Abstract
In this presentation I will explain how the Child-to-Child approach is facilitating the inclusion of children with disabilities in mainstream schools in Karachi. This is happening in two ways:
1. As part of my work with the Institute for Educational Development I am involved in the Health Action Schools Pilot Project. Disability issues have been raised by teachers in 3 of the 5 pilot schools as part of a broader health education curriculum, using Child-to-Child. This has lead to the identification of minor disabilities in children already in school and improved attitudes towards persons with disabilities.
2. As a result of my previous experience in Community Based Rehabilitation (CBR) in Karachi, I am working informally with a small CBR centre, which requested my help in awareness raising about disability issues in the local schools (and community). They have started to use the Child-to-Child method with the children that attend the centre and the children will use the activities they develop (drama, songs, posters, etc.) to present their message to the children in the local school. They hope this will facilitate their admission into the school.

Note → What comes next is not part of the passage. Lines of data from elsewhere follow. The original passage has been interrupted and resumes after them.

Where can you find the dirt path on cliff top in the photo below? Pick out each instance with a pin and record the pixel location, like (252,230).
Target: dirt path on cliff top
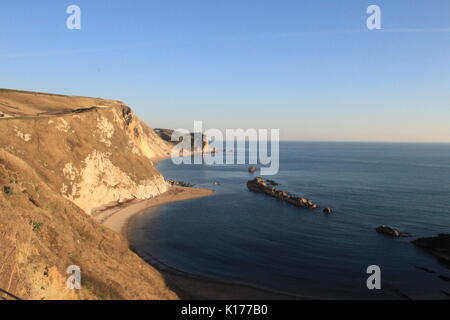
(117,218)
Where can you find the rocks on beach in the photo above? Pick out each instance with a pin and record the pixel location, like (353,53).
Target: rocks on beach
(391,231)
(179,183)
(260,185)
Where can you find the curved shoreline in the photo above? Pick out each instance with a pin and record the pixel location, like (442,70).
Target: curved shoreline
(186,285)
(119,217)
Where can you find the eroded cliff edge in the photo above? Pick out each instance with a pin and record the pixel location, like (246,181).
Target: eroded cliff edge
(61,159)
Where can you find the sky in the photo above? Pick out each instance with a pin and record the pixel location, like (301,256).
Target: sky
(309,68)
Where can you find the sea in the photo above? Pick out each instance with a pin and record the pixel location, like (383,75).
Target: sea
(238,236)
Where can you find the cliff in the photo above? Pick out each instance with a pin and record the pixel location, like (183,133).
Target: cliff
(61,159)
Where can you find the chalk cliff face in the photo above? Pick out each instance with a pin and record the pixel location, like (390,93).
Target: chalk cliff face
(94,152)
(61,159)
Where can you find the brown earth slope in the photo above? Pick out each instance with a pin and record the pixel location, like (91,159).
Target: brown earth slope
(61,159)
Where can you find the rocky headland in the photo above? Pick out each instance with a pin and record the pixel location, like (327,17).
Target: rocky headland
(64,159)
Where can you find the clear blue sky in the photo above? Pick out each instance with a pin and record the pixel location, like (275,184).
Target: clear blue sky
(309,68)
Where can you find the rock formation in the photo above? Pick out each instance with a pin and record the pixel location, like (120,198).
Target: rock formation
(391,231)
(260,185)
(61,158)
(198,143)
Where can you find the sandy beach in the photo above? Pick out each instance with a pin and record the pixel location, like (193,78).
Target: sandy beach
(186,286)
(118,217)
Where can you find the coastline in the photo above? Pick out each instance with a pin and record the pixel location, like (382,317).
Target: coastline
(118,218)
(185,285)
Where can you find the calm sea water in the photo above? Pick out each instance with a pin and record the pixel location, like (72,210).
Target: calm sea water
(239,236)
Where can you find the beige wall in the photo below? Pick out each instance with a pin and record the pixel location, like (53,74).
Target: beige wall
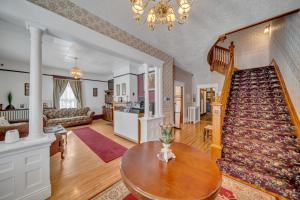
(73,12)
(285,49)
(187,78)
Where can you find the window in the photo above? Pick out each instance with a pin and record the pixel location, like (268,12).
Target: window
(68,99)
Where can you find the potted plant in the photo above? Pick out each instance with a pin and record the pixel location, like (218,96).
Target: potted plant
(9,99)
(167,137)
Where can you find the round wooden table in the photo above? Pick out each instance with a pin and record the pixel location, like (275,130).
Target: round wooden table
(192,175)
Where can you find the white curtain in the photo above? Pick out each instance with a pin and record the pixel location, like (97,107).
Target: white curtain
(68,99)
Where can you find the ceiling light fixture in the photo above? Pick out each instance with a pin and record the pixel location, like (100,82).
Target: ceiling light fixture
(267,29)
(162,12)
(75,71)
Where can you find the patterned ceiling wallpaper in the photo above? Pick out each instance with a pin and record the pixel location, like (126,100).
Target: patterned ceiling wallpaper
(77,14)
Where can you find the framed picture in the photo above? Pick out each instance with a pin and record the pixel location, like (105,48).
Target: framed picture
(151,81)
(123,88)
(95,92)
(26,89)
(118,89)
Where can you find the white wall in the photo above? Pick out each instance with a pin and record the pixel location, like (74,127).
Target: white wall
(126,74)
(251,47)
(285,49)
(14,82)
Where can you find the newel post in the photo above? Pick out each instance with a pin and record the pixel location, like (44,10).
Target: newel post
(231,51)
(216,146)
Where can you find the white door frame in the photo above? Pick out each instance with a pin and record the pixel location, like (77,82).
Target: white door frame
(203,86)
(181,84)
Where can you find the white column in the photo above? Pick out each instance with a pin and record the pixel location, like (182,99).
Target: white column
(35,96)
(146,90)
(160,94)
(157,103)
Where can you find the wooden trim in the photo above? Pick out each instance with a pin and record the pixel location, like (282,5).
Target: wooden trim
(291,108)
(279,197)
(223,48)
(263,21)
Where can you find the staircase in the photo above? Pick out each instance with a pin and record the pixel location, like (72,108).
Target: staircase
(258,137)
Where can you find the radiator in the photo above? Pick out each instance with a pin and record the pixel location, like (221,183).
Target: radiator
(15,115)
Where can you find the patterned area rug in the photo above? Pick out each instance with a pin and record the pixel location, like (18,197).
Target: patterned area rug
(231,190)
(259,140)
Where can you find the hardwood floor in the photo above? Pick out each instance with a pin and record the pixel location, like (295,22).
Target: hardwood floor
(82,174)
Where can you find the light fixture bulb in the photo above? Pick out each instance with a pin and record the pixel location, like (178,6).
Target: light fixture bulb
(184,4)
(171,16)
(151,18)
(267,29)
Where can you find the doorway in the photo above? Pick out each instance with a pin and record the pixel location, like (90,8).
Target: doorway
(207,96)
(178,105)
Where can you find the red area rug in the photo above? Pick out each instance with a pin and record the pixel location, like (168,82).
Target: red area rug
(104,147)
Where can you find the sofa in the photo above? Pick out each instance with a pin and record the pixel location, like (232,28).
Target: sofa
(67,117)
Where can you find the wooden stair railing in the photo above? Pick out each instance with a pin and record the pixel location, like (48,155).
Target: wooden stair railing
(219,58)
(219,107)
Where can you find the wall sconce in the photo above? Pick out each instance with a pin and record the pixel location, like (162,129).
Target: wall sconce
(267,29)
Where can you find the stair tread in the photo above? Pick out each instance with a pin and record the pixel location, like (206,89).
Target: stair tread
(279,186)
(259,141)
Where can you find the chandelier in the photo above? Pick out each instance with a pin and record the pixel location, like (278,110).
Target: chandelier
(75,72)
(162,12)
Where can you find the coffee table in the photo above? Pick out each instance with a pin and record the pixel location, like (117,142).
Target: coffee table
(57,129)
(192,175)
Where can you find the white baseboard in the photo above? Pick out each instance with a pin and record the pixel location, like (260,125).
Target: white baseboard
(42,194)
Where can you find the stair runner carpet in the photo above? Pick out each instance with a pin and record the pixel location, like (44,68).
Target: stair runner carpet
(259,141)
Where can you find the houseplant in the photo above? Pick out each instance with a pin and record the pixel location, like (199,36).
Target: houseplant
(9,99)
(167,137)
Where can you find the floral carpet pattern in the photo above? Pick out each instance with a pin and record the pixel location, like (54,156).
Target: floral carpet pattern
(260,144)
(230,190)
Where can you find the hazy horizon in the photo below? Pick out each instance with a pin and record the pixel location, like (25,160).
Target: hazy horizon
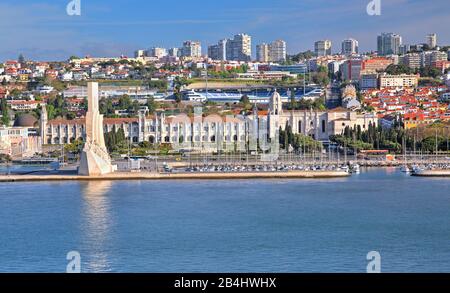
(42,30)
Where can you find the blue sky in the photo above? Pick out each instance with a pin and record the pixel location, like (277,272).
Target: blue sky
(41,29)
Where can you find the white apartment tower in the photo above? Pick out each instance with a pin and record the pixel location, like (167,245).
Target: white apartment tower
(239,48)
(322,48)
(432,41)
(191,49)
(262,53)
(350,47)
(389,44)
(277,51)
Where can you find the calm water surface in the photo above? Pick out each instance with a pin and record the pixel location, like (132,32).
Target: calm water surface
(228,226)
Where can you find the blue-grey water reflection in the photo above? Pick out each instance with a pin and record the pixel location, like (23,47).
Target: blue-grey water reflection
(239,225)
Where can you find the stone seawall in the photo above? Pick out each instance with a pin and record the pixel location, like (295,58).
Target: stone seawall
(433,173)
(172,176)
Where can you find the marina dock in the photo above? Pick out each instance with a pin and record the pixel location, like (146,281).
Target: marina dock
(176,176)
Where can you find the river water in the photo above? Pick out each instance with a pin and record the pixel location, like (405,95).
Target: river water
(326,225)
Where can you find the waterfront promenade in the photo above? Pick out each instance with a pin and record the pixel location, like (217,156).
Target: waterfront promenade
(178,176)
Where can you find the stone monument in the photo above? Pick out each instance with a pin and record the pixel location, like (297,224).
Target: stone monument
(95,159)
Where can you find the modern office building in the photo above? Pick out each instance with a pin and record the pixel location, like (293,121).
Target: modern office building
(139,54)
(389,44)
(432,41)
(412,60)
(157,52)
(399,81)
(350,47)
(191,49)
(174,52)
(273,52)
(262,53)
(428,58)
(219,51)
(239,48)
(322,48)
(278,51)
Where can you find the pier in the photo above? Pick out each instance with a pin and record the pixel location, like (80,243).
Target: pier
(120,176)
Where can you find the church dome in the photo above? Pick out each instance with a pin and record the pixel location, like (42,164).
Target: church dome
(25,120)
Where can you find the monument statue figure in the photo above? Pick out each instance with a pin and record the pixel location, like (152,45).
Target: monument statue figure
(95,159)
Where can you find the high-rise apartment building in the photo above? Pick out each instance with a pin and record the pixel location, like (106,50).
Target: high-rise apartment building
(262,53)
(322,48)
(350,47)
(432,41)
(239,48)
(412,60)
(157,52)
(139,54)
(278,51)
(389,44)
(273,52)
(219,51)
(191,49)
(174,52)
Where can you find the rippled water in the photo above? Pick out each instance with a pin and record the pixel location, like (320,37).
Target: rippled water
(228,226)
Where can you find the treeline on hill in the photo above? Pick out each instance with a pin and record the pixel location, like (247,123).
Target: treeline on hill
(298,142)
(394,139)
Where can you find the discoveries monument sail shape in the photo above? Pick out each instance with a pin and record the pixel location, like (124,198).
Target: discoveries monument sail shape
(95,159)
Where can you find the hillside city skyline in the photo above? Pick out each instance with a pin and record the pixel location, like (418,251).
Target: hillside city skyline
(47,33)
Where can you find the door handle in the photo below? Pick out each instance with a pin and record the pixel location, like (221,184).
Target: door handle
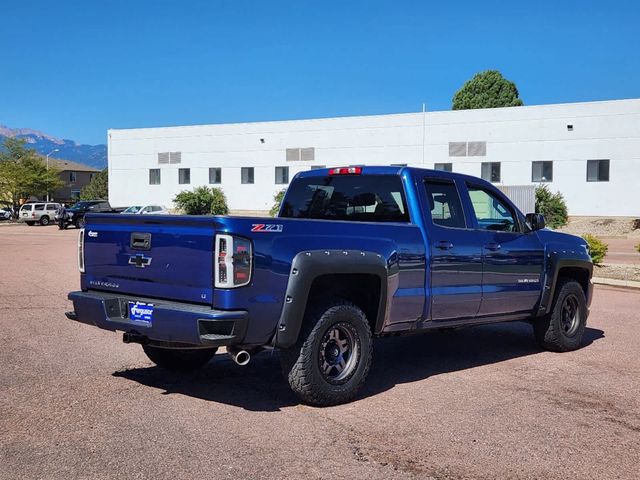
(444,245)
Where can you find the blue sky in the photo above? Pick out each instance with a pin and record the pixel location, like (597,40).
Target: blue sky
(74,69)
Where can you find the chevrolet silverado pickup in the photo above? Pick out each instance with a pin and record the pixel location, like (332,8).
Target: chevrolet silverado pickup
(354,253)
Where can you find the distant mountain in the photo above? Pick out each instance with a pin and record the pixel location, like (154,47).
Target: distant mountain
(92,155)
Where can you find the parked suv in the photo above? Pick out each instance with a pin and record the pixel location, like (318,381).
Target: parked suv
(42,213)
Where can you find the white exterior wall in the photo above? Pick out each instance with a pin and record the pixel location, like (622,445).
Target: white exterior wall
(515,137)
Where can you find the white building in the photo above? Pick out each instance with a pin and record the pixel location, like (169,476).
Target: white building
(588,151)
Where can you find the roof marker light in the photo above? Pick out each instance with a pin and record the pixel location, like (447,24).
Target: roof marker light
(346,171)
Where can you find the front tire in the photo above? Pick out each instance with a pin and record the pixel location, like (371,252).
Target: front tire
(562,330)
(178,359)
(331,360)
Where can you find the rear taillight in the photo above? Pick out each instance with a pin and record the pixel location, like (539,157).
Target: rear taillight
(346,171)
(81,250)
(233,258)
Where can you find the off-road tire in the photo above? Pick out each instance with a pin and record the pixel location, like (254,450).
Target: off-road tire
(551,332)
(180,360)
(301,364)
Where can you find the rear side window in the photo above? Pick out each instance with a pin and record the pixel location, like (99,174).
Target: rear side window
(444,203)
(359,198)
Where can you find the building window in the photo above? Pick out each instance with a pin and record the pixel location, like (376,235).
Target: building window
(154,176)
(491,171)
(445,167)
(300,154)
(477,149)
(597,170)
(542,171)
(247,174)
(282,175)
(467,149)
(215,175)
(169,157)
(457,149)
(184,176)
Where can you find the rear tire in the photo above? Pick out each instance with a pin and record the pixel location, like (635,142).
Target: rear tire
(562,330)
(180,360)
(331,359)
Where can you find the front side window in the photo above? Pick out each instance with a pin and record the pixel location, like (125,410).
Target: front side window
(491,212)
(542,171)
(154,176)
(215,176)
(247,175)
(184,176)
(444,203)
(282,175)
(368,198)
(491,171)
(445,167)
(597,170)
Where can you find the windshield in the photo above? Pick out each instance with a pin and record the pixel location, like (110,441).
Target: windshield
(366,198)
(134,209)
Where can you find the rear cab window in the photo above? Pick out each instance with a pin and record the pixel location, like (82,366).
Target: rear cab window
(444,203)
(491,212)
(359,198)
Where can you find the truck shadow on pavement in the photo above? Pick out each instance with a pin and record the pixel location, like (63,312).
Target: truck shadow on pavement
(260,386)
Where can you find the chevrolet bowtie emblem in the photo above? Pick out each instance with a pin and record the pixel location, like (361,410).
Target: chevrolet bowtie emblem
(140,261)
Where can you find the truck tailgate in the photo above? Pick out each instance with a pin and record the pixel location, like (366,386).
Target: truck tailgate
(165,256)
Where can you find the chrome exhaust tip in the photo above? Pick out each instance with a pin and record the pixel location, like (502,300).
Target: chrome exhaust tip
(241,357)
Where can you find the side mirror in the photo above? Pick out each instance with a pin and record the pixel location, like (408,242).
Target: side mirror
(536,221)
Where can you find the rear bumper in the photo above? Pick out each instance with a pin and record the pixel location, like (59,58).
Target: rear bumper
(173,323)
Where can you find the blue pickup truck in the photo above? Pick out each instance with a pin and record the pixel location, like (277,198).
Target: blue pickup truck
(354,253)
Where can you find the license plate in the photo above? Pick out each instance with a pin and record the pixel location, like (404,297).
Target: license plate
(141,312)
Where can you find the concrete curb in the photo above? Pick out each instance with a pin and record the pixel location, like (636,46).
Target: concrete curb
(615,282)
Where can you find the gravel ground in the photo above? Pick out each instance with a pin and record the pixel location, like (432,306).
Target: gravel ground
(600,227)
(478,403)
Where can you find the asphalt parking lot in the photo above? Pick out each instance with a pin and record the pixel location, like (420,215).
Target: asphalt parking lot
(485,402)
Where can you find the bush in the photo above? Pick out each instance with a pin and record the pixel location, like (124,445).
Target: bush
(277,198)
(597,248)
(202,201)
(552,206)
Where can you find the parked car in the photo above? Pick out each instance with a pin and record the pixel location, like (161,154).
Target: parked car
(146,210)
(38,212)
(6,213)
(355,253)
(76,213)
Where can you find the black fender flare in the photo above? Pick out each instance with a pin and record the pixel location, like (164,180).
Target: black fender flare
(555,263)
(309,265)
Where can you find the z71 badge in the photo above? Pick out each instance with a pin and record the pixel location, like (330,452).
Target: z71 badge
(266,227)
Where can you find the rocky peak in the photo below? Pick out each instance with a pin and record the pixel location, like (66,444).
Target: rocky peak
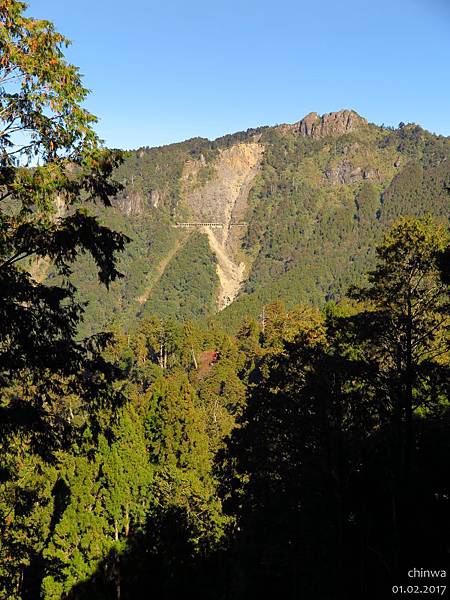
(330,124)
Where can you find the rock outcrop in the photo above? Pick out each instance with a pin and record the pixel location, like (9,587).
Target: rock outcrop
(223,199)
(330,124)
(347,173)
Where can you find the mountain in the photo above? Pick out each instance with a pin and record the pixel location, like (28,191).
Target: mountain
(294,212)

The Child-to-Child approach is proving to be very effective, as its ethos matches that of CBR and Inclusive Education closely, with its focus on levels of participation; Active Methods of teaching; intersectoral working; linking the centre/school with the community and giving greater responsibility and choice to children.
My name is Debbie Kramer-Roy and by background I am an Occupational Therapist, trained in the Netherlands and with experience in the UK and Pakistan.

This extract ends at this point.